Hiroki Morizono, Ph.D., a member of that team, contributed detailed knowledge of Bacteroides, a key organism amid the diverse array of bacterial species that co-exist with humans, living inside our guts. These symbiotic bacteria convert the food we eat into elements that ensure their well-being as well as ours.
“Trillions of bacteria live in the gut. Bacteroides is one of the major bacterial species,” says Morizono, a principal investigator in the Center for Genetic Medicine Research at Children’s National in Washington, D.C. “In our guts they are usually good citizens. But if they enter our bloodstream, they turn evil; they’re in the wrong place. If you have a bacteroides infection, the mortality rate is 19%, and they resist most antibiotic treatments.”
The starting point for their project – as well as step one for better characterizing the relationship between gut bacteria and human disease – is taking an accurate census count of bacteria residing there.
In a paper published Sept. 11, 2019, in PLOS ONE, a multi-institutional research team led by George Washington University (GW) faculty did just that, finding 157 different types of organisms (eight phyla, 18 classes, 23 orders, 38 families, 59 genera and 109 species) living inside the guts of healthy volunteers.
The study participants were recruited through flyers on the GW Foggy Bottom campus and via emails. They jotted down what they ate and drank daily, including the brand, type and portion size. They complemented that food journal by providing fecal samples from which DNA was extracted. Fifty fecal metagenomics samples randomly selected from the Human Microbiome Project Phase I research were used for comparison purposes.
“The gut microbiome inherently is really, really cool. In the process of gathering this data, we are building a knowledge base. In this paper, we’re saying that by looking at healthy people, we should be able to establish a baseline about what a normal, healthy gut microbiome should look like and how things may change under different conditions,” Morizono adds.

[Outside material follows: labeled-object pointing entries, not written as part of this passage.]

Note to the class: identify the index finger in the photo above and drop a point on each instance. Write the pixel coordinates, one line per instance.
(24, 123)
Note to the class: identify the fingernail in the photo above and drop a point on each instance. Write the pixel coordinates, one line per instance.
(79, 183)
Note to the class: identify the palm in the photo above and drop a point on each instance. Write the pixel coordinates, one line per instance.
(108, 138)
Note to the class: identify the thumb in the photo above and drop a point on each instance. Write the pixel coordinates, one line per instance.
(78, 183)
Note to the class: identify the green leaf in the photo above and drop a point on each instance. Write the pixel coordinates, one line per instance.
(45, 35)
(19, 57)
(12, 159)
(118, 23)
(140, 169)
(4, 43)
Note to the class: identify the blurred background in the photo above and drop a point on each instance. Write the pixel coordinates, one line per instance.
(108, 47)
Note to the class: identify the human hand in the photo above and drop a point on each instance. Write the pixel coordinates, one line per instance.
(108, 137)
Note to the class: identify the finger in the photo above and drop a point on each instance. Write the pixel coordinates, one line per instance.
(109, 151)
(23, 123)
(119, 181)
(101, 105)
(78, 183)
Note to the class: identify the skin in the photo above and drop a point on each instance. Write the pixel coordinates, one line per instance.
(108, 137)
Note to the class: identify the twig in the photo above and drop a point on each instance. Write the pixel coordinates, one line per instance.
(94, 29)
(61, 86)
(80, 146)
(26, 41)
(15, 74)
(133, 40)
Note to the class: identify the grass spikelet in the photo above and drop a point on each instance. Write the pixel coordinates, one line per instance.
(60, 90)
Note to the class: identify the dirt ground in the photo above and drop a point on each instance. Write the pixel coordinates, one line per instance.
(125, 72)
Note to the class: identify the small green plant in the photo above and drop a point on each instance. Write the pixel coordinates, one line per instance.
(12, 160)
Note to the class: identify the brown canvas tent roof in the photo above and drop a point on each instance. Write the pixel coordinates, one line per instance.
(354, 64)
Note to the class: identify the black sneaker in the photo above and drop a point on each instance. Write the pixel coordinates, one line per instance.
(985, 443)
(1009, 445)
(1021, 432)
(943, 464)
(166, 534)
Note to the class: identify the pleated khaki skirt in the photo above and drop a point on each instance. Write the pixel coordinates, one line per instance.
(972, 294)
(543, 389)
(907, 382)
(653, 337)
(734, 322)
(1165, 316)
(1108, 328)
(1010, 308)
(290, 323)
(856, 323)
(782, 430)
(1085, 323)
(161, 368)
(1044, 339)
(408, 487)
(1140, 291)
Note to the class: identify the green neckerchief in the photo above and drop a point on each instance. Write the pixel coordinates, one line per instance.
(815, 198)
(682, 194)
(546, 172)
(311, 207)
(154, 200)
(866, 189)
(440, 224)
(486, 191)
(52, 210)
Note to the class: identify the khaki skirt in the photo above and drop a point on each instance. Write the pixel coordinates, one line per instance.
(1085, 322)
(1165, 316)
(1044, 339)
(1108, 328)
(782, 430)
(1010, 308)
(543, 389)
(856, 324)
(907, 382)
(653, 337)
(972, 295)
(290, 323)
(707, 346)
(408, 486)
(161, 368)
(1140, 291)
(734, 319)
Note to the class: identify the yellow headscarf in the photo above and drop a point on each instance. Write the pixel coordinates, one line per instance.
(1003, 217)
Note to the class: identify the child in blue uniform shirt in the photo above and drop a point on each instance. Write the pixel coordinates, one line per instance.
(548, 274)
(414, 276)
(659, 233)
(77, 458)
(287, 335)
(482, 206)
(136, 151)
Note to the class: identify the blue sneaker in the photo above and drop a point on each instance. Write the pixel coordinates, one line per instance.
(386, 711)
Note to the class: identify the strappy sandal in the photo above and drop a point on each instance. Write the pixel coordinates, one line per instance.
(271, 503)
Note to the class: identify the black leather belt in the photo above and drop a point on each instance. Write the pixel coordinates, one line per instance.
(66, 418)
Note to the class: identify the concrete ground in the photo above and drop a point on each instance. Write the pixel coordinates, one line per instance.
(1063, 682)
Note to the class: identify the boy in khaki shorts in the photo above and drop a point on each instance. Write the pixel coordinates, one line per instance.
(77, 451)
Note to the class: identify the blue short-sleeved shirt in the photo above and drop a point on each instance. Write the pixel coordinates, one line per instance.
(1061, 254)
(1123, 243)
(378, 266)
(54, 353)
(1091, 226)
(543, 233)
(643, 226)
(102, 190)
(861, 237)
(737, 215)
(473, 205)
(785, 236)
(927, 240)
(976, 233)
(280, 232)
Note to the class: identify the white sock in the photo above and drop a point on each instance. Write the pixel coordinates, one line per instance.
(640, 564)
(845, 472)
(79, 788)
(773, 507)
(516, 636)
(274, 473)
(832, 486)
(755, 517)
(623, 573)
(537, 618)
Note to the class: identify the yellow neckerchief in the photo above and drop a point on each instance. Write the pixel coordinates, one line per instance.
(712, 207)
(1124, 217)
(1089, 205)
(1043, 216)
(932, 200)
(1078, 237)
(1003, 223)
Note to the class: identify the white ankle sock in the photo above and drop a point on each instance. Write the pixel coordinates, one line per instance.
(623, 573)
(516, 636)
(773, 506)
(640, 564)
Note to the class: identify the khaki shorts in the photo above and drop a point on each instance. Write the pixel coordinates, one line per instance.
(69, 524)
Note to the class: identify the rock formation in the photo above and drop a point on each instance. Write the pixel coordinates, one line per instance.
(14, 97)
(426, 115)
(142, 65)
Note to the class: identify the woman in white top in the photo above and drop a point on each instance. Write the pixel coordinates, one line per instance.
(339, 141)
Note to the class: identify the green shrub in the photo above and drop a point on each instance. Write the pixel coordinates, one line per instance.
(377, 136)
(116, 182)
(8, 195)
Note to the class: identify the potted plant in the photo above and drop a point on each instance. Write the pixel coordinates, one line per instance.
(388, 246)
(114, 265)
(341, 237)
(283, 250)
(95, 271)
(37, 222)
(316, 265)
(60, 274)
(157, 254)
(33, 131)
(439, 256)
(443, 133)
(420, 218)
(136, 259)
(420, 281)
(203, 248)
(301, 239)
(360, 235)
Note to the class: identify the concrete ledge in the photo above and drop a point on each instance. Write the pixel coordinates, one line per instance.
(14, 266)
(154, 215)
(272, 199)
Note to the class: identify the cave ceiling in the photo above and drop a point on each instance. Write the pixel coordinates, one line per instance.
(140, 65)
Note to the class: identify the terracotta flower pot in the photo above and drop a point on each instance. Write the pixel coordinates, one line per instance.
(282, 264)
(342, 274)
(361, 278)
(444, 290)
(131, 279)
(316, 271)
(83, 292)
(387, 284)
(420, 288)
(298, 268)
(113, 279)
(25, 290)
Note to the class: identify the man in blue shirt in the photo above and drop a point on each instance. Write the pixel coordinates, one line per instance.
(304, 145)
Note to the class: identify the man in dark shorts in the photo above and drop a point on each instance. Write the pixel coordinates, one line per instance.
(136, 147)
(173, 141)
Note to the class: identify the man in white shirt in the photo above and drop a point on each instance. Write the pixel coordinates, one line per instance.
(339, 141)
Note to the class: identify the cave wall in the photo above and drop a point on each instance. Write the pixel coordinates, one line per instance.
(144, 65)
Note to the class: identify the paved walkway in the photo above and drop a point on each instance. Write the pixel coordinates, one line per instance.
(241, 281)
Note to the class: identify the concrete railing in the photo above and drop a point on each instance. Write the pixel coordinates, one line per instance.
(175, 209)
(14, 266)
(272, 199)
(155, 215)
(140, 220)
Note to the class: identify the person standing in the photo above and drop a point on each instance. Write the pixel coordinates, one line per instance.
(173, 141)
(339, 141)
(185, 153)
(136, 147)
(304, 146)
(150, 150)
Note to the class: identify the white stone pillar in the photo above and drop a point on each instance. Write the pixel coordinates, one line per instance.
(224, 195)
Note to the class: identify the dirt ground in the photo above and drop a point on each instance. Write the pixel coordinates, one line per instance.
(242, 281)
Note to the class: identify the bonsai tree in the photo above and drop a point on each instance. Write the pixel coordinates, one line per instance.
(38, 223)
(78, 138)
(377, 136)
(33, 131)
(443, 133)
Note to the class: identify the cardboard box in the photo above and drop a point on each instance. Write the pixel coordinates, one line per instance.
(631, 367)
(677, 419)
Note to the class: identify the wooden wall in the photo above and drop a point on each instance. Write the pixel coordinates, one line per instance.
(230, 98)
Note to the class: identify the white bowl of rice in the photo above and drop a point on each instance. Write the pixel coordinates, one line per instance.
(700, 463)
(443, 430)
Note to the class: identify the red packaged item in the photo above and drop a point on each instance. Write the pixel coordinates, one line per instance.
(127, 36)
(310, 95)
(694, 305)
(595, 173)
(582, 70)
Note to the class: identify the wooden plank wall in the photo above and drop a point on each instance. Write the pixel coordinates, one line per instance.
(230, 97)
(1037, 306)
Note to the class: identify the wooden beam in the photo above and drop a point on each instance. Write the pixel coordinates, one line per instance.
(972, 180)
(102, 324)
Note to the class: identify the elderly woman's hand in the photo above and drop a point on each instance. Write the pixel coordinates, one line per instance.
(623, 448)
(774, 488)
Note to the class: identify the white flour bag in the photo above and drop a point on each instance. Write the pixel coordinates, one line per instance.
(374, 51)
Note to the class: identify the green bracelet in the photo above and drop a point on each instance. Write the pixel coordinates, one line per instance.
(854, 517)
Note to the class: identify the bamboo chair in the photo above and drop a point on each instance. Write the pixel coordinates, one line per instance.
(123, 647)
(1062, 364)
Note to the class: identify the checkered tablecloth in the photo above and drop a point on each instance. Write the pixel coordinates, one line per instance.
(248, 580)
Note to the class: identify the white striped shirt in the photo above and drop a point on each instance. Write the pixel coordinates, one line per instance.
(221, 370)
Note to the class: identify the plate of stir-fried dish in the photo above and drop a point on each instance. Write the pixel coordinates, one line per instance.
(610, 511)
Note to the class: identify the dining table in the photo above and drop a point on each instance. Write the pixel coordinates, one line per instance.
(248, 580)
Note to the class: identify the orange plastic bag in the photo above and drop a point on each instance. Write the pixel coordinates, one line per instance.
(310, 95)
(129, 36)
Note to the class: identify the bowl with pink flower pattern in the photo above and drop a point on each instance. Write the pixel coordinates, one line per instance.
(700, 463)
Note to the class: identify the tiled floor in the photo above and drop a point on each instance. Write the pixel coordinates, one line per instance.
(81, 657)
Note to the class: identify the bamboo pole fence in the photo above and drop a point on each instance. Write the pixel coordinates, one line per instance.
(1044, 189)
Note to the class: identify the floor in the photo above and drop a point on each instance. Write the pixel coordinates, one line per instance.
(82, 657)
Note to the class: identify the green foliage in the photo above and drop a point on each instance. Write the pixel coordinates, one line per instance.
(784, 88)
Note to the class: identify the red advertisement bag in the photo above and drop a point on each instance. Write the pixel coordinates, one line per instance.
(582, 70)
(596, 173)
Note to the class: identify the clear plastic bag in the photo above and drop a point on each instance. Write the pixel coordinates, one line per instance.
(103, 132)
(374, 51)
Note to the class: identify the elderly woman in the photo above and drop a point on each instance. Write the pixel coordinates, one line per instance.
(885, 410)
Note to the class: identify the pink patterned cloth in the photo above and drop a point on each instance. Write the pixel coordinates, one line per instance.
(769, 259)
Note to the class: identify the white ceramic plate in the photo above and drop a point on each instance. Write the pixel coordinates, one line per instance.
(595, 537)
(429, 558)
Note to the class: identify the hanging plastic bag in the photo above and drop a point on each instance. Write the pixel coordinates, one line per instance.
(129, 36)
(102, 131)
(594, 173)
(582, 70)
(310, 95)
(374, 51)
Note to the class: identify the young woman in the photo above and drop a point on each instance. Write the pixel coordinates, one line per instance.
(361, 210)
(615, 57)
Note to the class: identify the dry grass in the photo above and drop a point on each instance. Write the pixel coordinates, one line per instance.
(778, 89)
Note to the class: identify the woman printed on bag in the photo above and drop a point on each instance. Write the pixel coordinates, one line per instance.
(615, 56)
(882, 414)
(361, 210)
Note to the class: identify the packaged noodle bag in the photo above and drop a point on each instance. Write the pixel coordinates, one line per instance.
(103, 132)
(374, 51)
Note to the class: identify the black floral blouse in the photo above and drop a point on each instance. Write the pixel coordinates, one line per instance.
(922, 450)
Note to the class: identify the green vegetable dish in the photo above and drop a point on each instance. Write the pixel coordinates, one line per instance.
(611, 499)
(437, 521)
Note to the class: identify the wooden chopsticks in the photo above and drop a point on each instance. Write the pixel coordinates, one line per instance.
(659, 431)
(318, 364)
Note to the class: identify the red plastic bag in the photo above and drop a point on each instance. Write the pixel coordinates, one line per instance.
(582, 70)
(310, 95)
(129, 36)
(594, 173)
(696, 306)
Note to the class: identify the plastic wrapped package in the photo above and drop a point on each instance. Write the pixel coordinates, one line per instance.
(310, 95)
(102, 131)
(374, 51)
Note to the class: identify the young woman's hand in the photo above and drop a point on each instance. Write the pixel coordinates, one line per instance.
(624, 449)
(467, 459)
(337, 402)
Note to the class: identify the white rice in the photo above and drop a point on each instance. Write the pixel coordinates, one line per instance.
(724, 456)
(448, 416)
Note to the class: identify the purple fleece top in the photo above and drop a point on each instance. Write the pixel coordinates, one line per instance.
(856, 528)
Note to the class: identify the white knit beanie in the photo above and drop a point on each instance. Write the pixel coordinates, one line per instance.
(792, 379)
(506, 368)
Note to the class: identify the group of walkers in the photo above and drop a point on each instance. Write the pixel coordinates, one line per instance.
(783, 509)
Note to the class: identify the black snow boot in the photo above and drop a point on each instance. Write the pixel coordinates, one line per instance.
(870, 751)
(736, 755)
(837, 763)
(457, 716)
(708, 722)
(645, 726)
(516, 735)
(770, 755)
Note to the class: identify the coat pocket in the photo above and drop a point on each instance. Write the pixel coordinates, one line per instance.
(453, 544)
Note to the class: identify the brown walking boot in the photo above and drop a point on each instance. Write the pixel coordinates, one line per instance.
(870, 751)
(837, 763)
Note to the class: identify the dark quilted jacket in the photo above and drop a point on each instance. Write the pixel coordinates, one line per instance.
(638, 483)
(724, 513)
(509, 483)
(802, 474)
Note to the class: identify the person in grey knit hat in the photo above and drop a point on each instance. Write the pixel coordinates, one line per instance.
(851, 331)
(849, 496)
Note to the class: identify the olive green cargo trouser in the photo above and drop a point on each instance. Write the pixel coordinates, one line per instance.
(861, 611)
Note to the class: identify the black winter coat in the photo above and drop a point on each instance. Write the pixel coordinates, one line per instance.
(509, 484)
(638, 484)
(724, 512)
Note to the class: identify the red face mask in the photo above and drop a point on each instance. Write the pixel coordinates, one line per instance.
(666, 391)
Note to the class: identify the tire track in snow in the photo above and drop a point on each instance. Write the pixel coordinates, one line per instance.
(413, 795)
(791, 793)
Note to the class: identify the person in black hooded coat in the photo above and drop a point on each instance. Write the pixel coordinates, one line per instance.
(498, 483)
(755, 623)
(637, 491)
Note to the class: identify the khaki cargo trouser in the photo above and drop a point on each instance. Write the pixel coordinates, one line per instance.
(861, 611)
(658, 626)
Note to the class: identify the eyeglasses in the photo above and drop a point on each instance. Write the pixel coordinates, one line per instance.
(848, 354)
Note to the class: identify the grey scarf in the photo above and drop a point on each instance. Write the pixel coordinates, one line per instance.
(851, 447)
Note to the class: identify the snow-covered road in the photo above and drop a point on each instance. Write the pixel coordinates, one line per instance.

And they picked a really, really cool name for their bacteria abundance profile: GutFeelingKB.
“KB is knowledge base. Our idea, it’s a gut feeling. It’s a bad joke,” he admits. “Drosophila researchers have the best names for their genes. No other biology group can compete. We, at least, tried.”
Next, the team will continue to collect samples to build out their bacteria baseline, associate it with clinical data, and then will start looking at the health implications for patients.
“One thing we could use this for is to understand how the bacterial population in the gut changes after antibiotic treatment. It’s like watching a forest regrow after a massive fire,” he says. “With probiotics, can we do things to encourage the right bacteria to grow?”
In addition to Morizono, study co-authors include Lead Author Charles H. King, and co-authors Hiral Desai, Allison C. Sylvetsky, Jonathan LoTempio, Shant Ayanyan, Jill Carrie, Keith A. Crandall, Brian C. Fochtman, Lusine Gasparyan, Naila Gulzar, Najy Issa, Lopa Mishra, Shuyun Rao, Yao Ren, Vahan Simonyan, Krista Smith and Senior Author, Raja Mazumder, all of George Washington University; Paul Howell and Sharanjit VedBrat, of KamTek Inc.; Konstantinos Krampis, of City University of New York; Joseph R. Pisegna, of VA Greater Los Angeles Healthcare System; and Michael D. Yao, of Washington DC VA Medical Center.
Financial support for research described in this post was provided by the National Science Foundation under award number 1546491 and the National Institutes of Health National Center for Advancing Translational Sciences under award number UL1TR000075.